"Kiedyś początek nowego roku zdawał mi się początkiem wszystkiego. Miałam wrażenie, że ten rok absolutnie wszystko zmieni, że nastąpią przełomy, które odmienią mnie i moje życie. Ale, jak teraz o tym myślę, nigdy tak naprawdę nie wiedziałam, jak właściwie miałoby to moje zmienione życie wyglądać... Czego po tej nagłej, czarodziejskiej zmianie (która, oczywiście, była niemożliwa), oczekiwałam. Teraz już nie oczekuję, ale mam nadzieję, na dobre zdarzenia, dobre rzeczy i dobrych ludzi na swojej drodze. To oczywiście nie odmieni mojego życia, nie zlikwiduje stanów smutku, i wielu innych rzeczy, ale może uczyni je łatwiejszym".
Iwona Czapla
"Zdumiewają mnie ludzie, którzy nie tylko muszą ze sobą zbiorowo jeść, spać i chorować, ale jeszcze chcą się razem bawić i nie czują potrzeby chwilowej izolacji. Do tej pory myślałam, że jestem bardzo normalna, teraz dopiero widzę, że się różnię i to prawie we wszystkim".

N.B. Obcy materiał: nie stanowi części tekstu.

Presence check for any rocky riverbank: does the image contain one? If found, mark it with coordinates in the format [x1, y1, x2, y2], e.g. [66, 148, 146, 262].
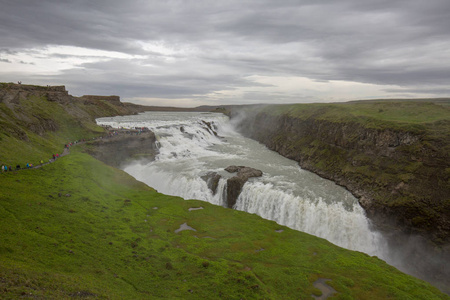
[232, 103, 450, 245]
[87, 130, 158, 168]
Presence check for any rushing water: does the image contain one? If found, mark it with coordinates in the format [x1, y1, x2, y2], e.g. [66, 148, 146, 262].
[97, 112, 386, 258]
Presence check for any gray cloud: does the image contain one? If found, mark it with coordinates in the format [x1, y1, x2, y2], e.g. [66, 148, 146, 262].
[0, 0, 450, 102]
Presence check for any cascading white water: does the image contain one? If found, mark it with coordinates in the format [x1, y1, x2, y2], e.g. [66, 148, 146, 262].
[97, 112, 386, 258]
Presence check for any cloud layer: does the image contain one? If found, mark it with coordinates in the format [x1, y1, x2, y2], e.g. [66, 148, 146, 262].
[0, 0, 450, 106]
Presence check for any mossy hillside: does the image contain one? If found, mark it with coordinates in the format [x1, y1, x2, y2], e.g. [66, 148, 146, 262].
[0, 148, 448, 299]
[236, 99, 450, 239]
[0, 86, 132, 167]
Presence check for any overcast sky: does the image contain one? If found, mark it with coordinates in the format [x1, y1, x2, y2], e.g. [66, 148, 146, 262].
[0, 0, 450, 106]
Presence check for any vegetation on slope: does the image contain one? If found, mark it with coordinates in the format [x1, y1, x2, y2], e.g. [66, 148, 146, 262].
[236, 99, 450, 244]
[0, 86, 448, 299]
[0, 148, 446, 299]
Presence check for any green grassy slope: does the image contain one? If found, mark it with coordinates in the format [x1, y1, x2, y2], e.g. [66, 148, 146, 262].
[0, 86, 448, 299]
[0, 84, 134, 168]
[236, 99, 450, 240]
[0, 148, 448, 299]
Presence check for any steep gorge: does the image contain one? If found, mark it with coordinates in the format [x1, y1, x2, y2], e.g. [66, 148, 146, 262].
[231, 102, 450, 245]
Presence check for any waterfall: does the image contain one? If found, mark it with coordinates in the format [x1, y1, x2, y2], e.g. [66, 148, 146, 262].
[98, 112, 387, 258]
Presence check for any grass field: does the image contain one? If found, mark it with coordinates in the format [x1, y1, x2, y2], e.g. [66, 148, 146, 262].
[0, 148, 448, 299]
[0, 85, 449, 299]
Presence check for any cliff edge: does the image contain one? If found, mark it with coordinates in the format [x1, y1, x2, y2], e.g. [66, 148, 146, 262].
[232, 99, 450, 245]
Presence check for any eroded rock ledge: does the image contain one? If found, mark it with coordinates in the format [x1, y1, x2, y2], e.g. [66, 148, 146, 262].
[202, 166, 263, 208]
[88, 130, 158, 168]
[234, 112, 450, 244]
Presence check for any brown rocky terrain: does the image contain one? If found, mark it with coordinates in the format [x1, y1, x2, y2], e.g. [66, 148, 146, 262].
[230, 104, 450, 245]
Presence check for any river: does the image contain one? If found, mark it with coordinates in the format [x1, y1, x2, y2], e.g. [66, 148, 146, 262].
[97, 112, 446, 292]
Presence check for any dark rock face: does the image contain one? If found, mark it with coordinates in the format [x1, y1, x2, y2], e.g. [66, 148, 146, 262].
[201, 172, 221, 195]
[201, 166, 263, 208]
[89, 131, 157, 168]
[225, 166, 263, 208]
[232, 112, 450, 244]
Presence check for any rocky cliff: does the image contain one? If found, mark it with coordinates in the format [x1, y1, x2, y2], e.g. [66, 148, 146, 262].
[232, 103, 450, 244]
[0, 83, 152, 164]
[87, 130, 158, 168]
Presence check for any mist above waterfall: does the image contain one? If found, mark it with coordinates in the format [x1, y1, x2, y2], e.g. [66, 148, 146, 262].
[98, 112, 448, 292]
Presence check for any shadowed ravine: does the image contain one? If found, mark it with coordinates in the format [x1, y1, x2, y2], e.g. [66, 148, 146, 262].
[98, 113, 448, 292]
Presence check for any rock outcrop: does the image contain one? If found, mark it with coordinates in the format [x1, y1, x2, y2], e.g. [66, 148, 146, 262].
[232, 111, 450, 244]
[225, 166, 263, 208]
[201, 166, 263, 208]
[88, 130, 158, 168]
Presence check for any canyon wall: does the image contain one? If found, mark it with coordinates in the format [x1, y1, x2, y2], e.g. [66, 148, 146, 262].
[231, 108, 450, 245]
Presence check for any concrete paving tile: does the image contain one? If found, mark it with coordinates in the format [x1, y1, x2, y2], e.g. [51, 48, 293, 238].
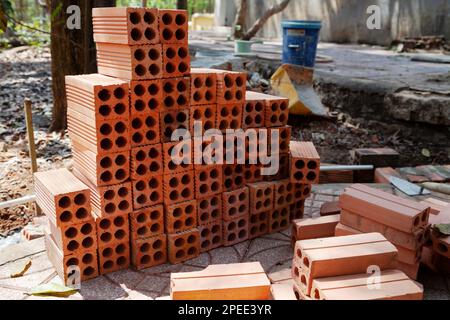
[186, 252, 211, 267]
[105, 269, 145, 289]
[80, 276, 126, 300]
[0, 287, 27, 300]
[141, 263, 181, 275]
[246, 235, 293, 259]
[246, 245, 293, 271]
[134, 276, 170, 292]
[210, 247, 240, 264]
[424, 288, 450, 300]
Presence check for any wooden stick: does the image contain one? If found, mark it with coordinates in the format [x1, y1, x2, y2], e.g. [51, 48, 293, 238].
[24, 99, 42, 215]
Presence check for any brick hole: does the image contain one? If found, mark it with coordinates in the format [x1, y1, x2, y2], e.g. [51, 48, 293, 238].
[64, 227, 78, 239]
[134, 49, 145, 61]
[144, 28, 156, 41]
[306, 171, 317, 181]
[98, 89, 111, 102]
[75, 208, 89, 219]
[80, 223, 94, 236]
[148, 63, 161, 76]
[131, 28, 142, 41]
[66, 258, 80, 267]
[98, 105, 111, 117]
[144, 12, 156, 24]
[67, 240, 80, 251]
[116, 257, 127, 266]
[58, 196, 72, 209]
[134, 64, 146, 77]
[130, 12, 141, 24]
[114, 169, 127, 180]
[81, 237, 94, 249]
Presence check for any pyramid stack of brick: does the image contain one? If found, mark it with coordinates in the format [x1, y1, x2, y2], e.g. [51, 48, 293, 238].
[37, 8, 320, 284]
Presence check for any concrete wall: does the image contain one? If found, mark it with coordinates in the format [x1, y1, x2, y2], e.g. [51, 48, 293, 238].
[216, 0, 450, 45]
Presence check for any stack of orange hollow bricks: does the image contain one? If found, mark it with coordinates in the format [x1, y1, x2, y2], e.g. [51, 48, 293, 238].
[36, 8, 320, 280]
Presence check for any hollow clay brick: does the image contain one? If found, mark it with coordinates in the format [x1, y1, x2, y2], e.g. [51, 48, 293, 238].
[167, 229, 200, 264]
[295, 234, 398, 295]
[95, 214, 130, 248]
[290, 141, 320, 184]
[341, 210, 426, 251]
[65, 74, 130, 120]
[216, 103, 243, 133]
[269, 205, 291, 233]
[67, 114, 131, 155]
[73, 168, 133, 218]
[164, 200, 197, 234]
[170, 262, 270, 300]
[273, 180, 296, 209]
[92, 8, 160, 45]
[246, 91, 289, 128]
[291, 215, 340, 241]
[191, 68, 217, 106]
[320, 201, 341, 217]
[189, 104, 217, 137]
[194, 165, 223, 198]
[98, 239, 130, 275]
[248, 211, 272, 239]
[335, 225, 422, 264]
[162, 44, 191, 78]
[130, 112, 162, 148]
[163, 140, 194, 175]
[130, 205, 164, 240]
[159, 9, 188, 44]
[198, 221, 223, 253]
[48, 218, 97, 256]
[72, 142, 130, 187]
[130, 79, 163, 116]
[96, 43, 163, 80]
[162, 77, 190, 111]
[290, 200, 305, 221]
[223, 164, 246, 191]
[197, 194, 222, 226]
[222, 187, 250, 221]
[244, 164, 262, 183]
[268, 126, 292, 155]
[131, 144, 163, 180]
[160, 109, 189, 143]
[214, 69, 247, 105]
[163, 171, 195, 204]
[223, 215, 249, 247]
[132, 176, 164, 211]
[131, 234, 167, 270]
[339, 188, 429, 233]
[34, 169, 92, 227]
[45, 232, 99, 285]
[311, 270, 423, 300]
[247, 182, 274, 214]
[242, 92, 266, 129]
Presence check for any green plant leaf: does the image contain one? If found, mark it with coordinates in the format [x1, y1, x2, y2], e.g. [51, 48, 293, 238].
[30, 283, 77, 298]
[434, 224, 450, 236]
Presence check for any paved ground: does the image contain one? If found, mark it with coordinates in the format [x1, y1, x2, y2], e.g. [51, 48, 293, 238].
[0, 185, 450, 300]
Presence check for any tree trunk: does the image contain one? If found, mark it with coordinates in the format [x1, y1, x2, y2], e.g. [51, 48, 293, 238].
[242, 0, 291, 40]
[234, 0, 248, 39]
[50, 0, 116, 131]
[177, 0, 187, 10]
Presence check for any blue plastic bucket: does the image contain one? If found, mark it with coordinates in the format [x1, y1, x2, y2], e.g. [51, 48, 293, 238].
[281, 20, 322, 68]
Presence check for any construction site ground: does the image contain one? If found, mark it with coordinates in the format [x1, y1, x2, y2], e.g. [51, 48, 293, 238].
[0, 184, 450, 300]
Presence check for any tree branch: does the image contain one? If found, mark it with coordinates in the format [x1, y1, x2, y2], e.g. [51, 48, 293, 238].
[242, 0, 291, 40]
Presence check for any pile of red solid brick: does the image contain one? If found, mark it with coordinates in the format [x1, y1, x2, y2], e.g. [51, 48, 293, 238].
[36, 8, 320, 280]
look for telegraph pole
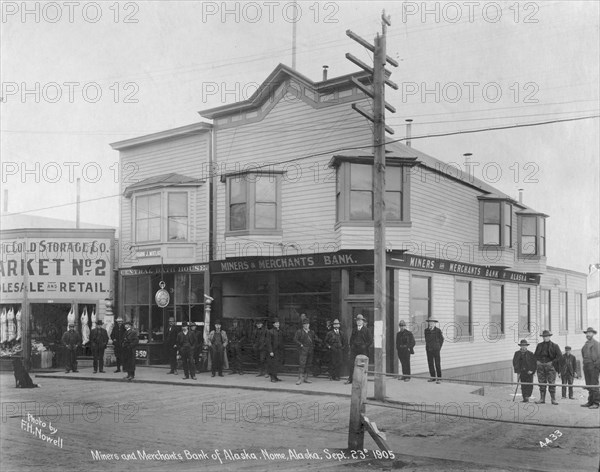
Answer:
[346,10,398,400]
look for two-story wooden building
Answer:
[111,123,211,363]
[113,65,586,379]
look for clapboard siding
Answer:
[119,132,211,268]
[215,92,372,257]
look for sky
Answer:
[0,1,600,273]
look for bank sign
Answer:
[0,238,112,299]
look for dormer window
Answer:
[518,213,547,257]
[479,198,513,248]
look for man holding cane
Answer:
[513,339,537,403]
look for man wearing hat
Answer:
[177,321,197,380]
[346,314,373,384]
[513,339,537,403]
[581,327,600,410]
[325,318,348,380]
[558,346,577,400]
[425,318,444,384]
[208,320,227,377]
[267,318,284,382]
[123,321,140,382]
[294,314,320,385]
[535,329,562,405]
[227,318,246,375]
[396,320,415,382]
[110,316,125,374]
[61,323,81,374]
[252,320,268,377]
[163,316,179,375]
[90,320,108,374]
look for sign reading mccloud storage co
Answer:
[0,238,112,299]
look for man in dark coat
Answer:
[581,327,600,410]
[190,322,204,370]
[425,318,444,384]
[396,320,415,382]
[208,320,229,377]
[90,320,108,374]
[122,321,140,382]
[325,319,348,380]
[294,314,320,385]
[346,315,373,384]
[176,321,197,380]
[110,316,125,374]
[535,329,562,405]
[559,346,577,400]
[227,318,245,375]
[267,318,284,382]
[61,323,81,374]
[513,339,537,403]
[164,317,179,375]
[252,320,268,377]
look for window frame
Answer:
[479,197,515,249]
[490,282,506,335]
[221,170,283,236]
[330,156,417,227]
[517,213,547,259]
[131,188,192,245]
[540,288,552,331]
[454,277,474,342]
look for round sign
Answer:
[154,281,171,308]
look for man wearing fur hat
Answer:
[396,320,415,382]
[535,329,562,405]
[581,327,600,410]
[513,339,537,403]
[61,323,81,374]
[90,320,108,374]
[325,319,347,380]
[346,315,373,384]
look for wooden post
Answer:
[348,355,369,451]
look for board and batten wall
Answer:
[119,132,211,268]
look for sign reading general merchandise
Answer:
[0,238,112,299]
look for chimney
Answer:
[404,118,412,147]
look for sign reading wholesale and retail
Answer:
[210,251,540,284]
[0,238,112,299]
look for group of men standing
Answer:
[513,327,600,409]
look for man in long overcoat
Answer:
[346,315,373,384]
[110,316,125,374]
[90,320,108,374]
[425,318,444,383]
[61,323,81,374]
[325,319,348,380]
[513,339,537,403]
[122,321,140,382]
[267,318,284,382]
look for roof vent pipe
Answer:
[404,118,412,147]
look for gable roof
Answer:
[198,64,369,120]
[123,172,205,197]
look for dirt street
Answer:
[0,373,600,472]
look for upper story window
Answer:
[519,214,546,257]
[134,191,189,243]
[225,172,281,233]
[330,156,416,222]
[479,199,513,247]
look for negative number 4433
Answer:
[540,429,562,447]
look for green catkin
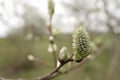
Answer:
[72,26,91,61]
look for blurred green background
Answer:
[0,0,120,80]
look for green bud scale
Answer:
[72,26,91,61]
[59,47,68,61]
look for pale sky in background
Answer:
[0,0,76,37]
[0,0,120,37]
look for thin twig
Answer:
[48,16,57,67]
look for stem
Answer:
[48,16,57,67]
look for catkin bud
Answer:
[72,27,91,61]
[59,47,68,62]
[48,0,54,16]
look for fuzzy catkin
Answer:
[72,27,91,61]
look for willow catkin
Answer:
[72,27,91,61]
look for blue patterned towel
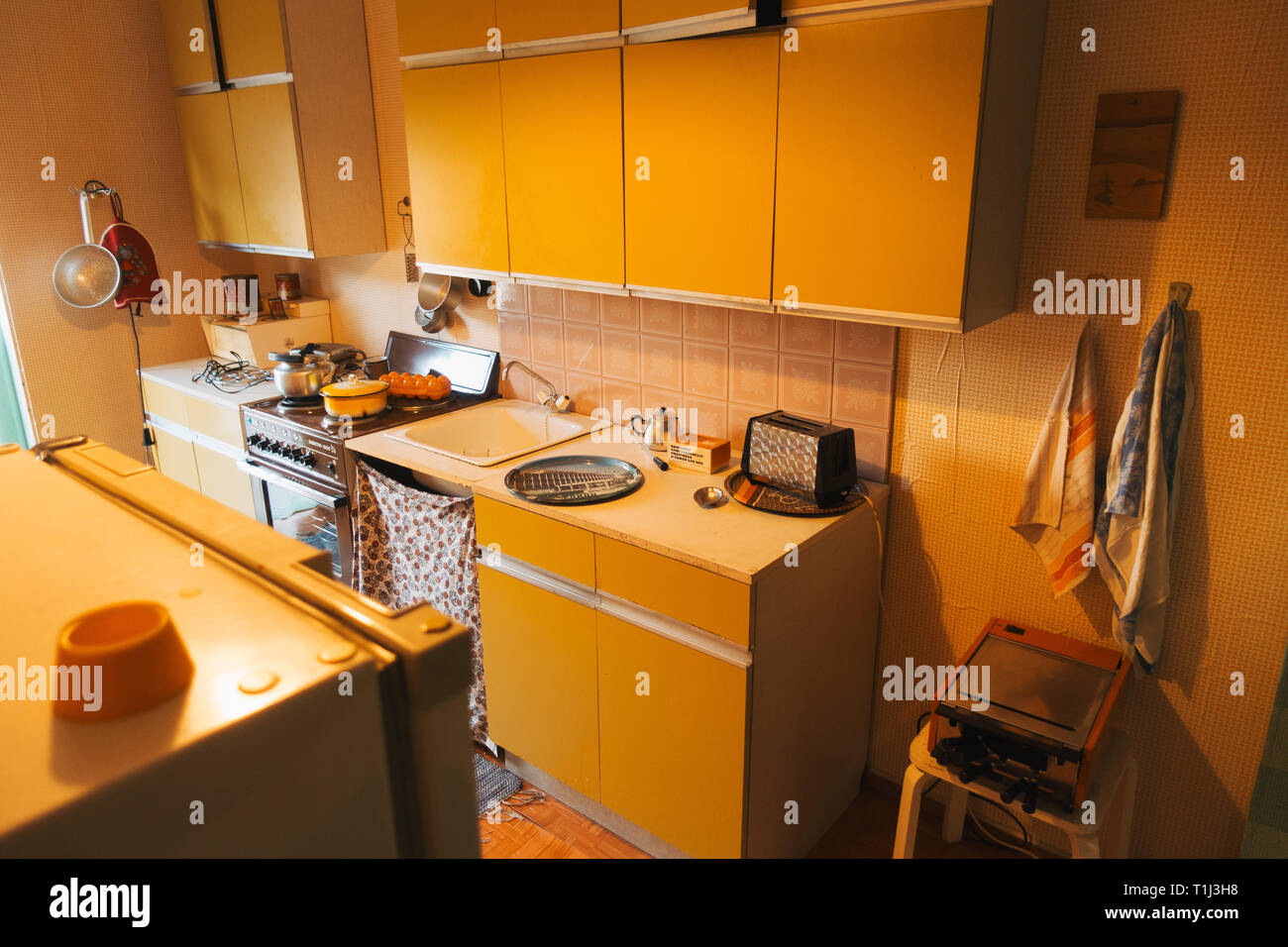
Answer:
[1096,301,1194,673]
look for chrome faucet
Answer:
[501,362,572,415]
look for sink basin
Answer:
[385,398,610,467]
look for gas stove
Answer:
[242,333,499,489]
[240,333,501,583]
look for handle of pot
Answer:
[81,191,97,244]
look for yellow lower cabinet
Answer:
[192,443,255,519]
[152,428,201,493]
[480,566,599,798]
[594,613,747,858]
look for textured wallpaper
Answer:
[870,0,1288,857]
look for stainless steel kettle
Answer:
[268,352,335,398]
[631,407,671,451]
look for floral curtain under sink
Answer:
[355,460,492,746]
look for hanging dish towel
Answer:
[355,460,494,749]
[1012,323,1096,598]
[1096,303,1193,673]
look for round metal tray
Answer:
[505,454,644,506]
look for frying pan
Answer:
[54,191,121,309]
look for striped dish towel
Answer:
[1012,322,1096,596]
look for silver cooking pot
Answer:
[269,352,335,398]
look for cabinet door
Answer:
[152,428,201,493]
[403,61,510,274]
[499,49,625,286]
[622,0,751,33]
[597,613,747,858]
[228,82,309,250]
[774,7,984,320]
[189,443,255,519]
[496,0,621,47]
[396,0,496,56]
[622,34,778,301]
[174,91,248,244]
[480,566,599,798]
[215,0,291,82]
[161,0,219,89]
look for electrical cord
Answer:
[966,796,1038,858]
[128,303,156,464]
[863,489,885,612]
[192,352,271,394]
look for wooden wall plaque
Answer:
[1085,91,1181,220]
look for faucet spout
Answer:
[501,362,572,414]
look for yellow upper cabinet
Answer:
[228,84,309,250]
[622,34,778,301]
[496,0,621,47]
[215,0,291,82]
[396,0,499,58]
[174,91,248,244]
[499,49,625,286]
[403,61,510,274]
[773,8,984,321]
[161,0,219,89]
[622,0,752,33]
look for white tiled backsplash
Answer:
[497,284,897,481]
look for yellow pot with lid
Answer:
[322,374,389,417]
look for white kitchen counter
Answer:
[139,359,277,408]
[345,408,890,582]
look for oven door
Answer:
[237,459,353,585]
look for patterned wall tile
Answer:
[778,356,832,420]
[564,322,602,374]
[599,295,640,331]
[600,329,640,381]
[640,335,684,391]
[640,299,684,335]
[528,316,564,365]
[684,342,729,399]
[564,290,600,325]
[729,309,778,352]
[729,348,778,408]
[528,286,563,320]
[684,304,729,344]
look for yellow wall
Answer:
[0,0,246,458]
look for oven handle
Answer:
[237,460,349,510]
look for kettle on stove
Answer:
[268,342,364,399]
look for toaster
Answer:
[742,411,859,506]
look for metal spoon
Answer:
[693,487,728,510]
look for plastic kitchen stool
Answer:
[894,723,1136,858]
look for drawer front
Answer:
[474,496,595,584]
[594,612,747,858]
[143,378,188,428]
[480,566,599,798]
[188,398,242,450]
[595,536,751,648]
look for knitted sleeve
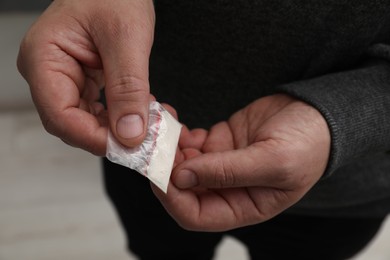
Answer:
[278,44,390,176]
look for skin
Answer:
[17,0,155,156]
[18,0,330,231]
[153,94,330,231]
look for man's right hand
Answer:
[18,0,155,156]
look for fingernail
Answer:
[175,170,198,189]
[116,114,144,139]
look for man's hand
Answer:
[153,94,330,231]
[18,0,155,156]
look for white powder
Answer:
[106,101,182,193]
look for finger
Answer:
[93,1,154,147]
[179,125,208,150]
[202,122,234,153]
[31,69,107,156]
[172,141,292,189]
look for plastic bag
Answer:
[106,101,182,193]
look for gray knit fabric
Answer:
[150,0,390,216]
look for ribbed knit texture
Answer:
[150,0,390,216]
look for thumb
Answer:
[96,1,154,147]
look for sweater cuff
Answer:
[278,61,390,177]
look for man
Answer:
[18,0,390,259]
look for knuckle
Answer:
[109,76,149,100]
[213,156,236,188]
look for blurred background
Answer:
[0,0,390,260]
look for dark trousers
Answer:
[103,159,384,260]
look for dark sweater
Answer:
[150,0,390,216]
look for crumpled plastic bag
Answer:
[106,101,182,193]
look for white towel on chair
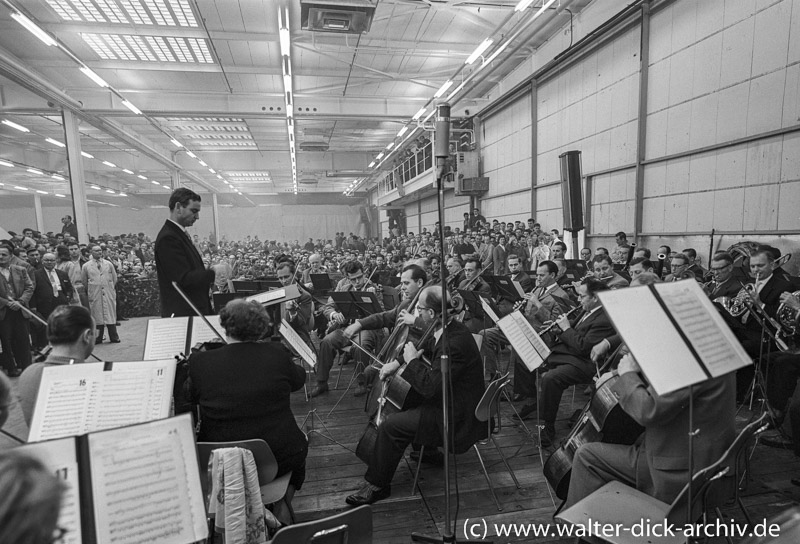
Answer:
[208,448,267,544]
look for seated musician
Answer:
[276,262,315,349]
[185,299,308,522]
[564,354,736,507]
[310,261,383,397]
[512,261,572,412]
[346,286,486,506]
[592,255,628,289]
[18,305,97,425]
[520,277,614,447]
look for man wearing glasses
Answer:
[310,261,383,397]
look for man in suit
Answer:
[346,286,486,506]
[520,277,614,447]
[31,253,74,349]
[155,187,214,317]
[564,354,736,508]
[0,245,33,377]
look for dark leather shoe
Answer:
[408,448,444,467]
[511,404,536,421]
[344,485,392,506]
[308,384,328,399]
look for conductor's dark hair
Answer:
[403,264,428,283]
[47,304,94,346]
[169,187,202,211]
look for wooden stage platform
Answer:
[0,318,800,544]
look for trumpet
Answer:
[539,306,583,336]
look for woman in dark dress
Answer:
[187,299,308,520]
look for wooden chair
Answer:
[411,372,522,511]
[197,439,295,522]
[556,418,764,544]
[270,505,372,544]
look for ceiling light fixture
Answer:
[122,100,142,115]
[81,66,109,87]
[11,11,58,46]
[0,119,30,132]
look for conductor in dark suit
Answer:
[538,277,614,447]
[346,286,486,506]
[155,187,214,317]
[31,253,73,348]
[186,299,308,519]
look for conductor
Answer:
[155,187,214,317]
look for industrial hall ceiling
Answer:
[0,0,588,208]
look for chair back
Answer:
[475,372,511,434]
[270,505,372,544]
[667,414,766,524]
[197,438,278,495]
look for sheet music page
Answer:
[189,315,225,347]
[245,289,286,304]
[18,438,83,544]
[279,319,317,368]
[28,359,177,442]
[89,414,208,544]
[497,313,544,372]
[510,310,550,359]
[142,317,189,361]
[480,297,500,323]
[655,281,752,377]
[598,282,707,395]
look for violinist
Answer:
[310,261,383,397]
[346,286,486,506]
[564,354,736,508]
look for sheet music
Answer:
[598,282,716,395]
[189,315,225,348]
[497,310,544,372]
[655,281,751,377]
[245,289,286,304]
[18,438,83,544]
[279,319,317,368]
[28,359,177,442]
[480,297,500,323]
[142,317,188,361]
[88,414,208,544]
[510,310,550,359]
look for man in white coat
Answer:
[81,246,120,344]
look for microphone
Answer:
[433,104,450,182]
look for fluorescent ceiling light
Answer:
[464,38,494,64]
[81,66,108,87]
[44,138,67,147]
[0,119,30,132]
[433,79,453,98]
[122,100,142,115]
[11,11,57,46]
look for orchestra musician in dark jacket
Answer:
[346,286,486,506]
[155,187,214,317]
[185,299,308,518]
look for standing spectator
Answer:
[61,215,78,241]
[31,253,74,349]
[155,187,215,317]
[0,245,33,377]
[82,246,120,344]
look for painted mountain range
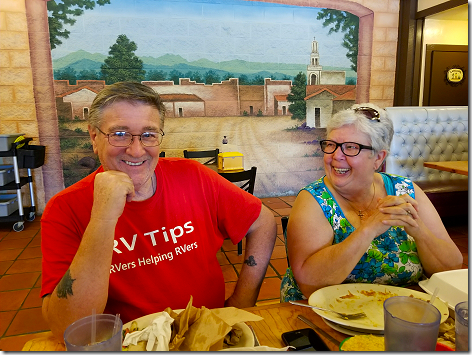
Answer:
[52,50,356,79]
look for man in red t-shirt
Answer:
[41,82,276,337]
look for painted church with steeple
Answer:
[305,38,356,128]
[306,37,346,85]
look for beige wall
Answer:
[419,19,469,106]
[0,0,44,211]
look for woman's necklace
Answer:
[341,182,375,220]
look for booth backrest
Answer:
[385,106,469,181]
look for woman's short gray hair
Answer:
[326,103,393,154]
[88,81,166,129]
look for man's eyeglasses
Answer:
[354,106,380,122]
[97,127,164,148]
[320,139,374,157]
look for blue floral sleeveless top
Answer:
[280,173,423,302]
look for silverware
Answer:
[297,314,340,346]
[248,324,261,346]
[289,301,367,320]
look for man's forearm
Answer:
[43,220,114,337]
[226,206,277,308]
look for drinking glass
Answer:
[384,296,441,351]
[455,301,469,351]
[64,314,123,351]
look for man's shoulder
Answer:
[47,171,98,211]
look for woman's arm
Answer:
[287,190,389,297]
[379,183,463,276]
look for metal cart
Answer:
[0,138,45,232]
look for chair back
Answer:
[281,216,290,267]
[217,165,257,255]
[184,148,220,164]
[219,166,257,195]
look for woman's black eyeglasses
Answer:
[320,139,374,157]
[353,106,380,122]
[97,127,164,148]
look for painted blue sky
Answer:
[52,0,351,67]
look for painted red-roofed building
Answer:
[305,85,356,128]
[160,94,205,117]
[56,86,100,120]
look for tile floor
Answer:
[0,196,468,351]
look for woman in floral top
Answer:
[281,104,462,301]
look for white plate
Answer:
[123,309,254,348]
[323,318,376,336]
[308,283,449,333]
[418,269,469,310]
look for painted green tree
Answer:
[316,9,359,73]
[54,67,77,85]
[101,35,146,85]
[287,72,306,120]
[47,0,110,49]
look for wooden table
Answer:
[423,160,469,175]
[22,303,348,351]
[245,301,349,351]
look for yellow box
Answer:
[218,152,244,172]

- Wisława Szymborska w liście do Kornela Filipowicza
"Ja sama lubię mieć poczucie, że jestem za coś odpowiedzialna. Ilekroć w moim życiu osobistym panuje bajzel — kiedy na przykład wiążę się z niewłaściwą osobą — zawsze wolę wziąć odpowiedzialność na siebie, zamiast mówić, że to wina drugiej strony. Nie znoszę postrzegać siebie jako ofiary. Wolałabym już stwierdzić: no proszę, postanowiłam związać się z osobą, która okazała się zwykłą suką. To był m ó j wybór, a ja nie lubię zwalać winy na innych, bo znacznie łatwiej zmienić siebie niż kogoś innego".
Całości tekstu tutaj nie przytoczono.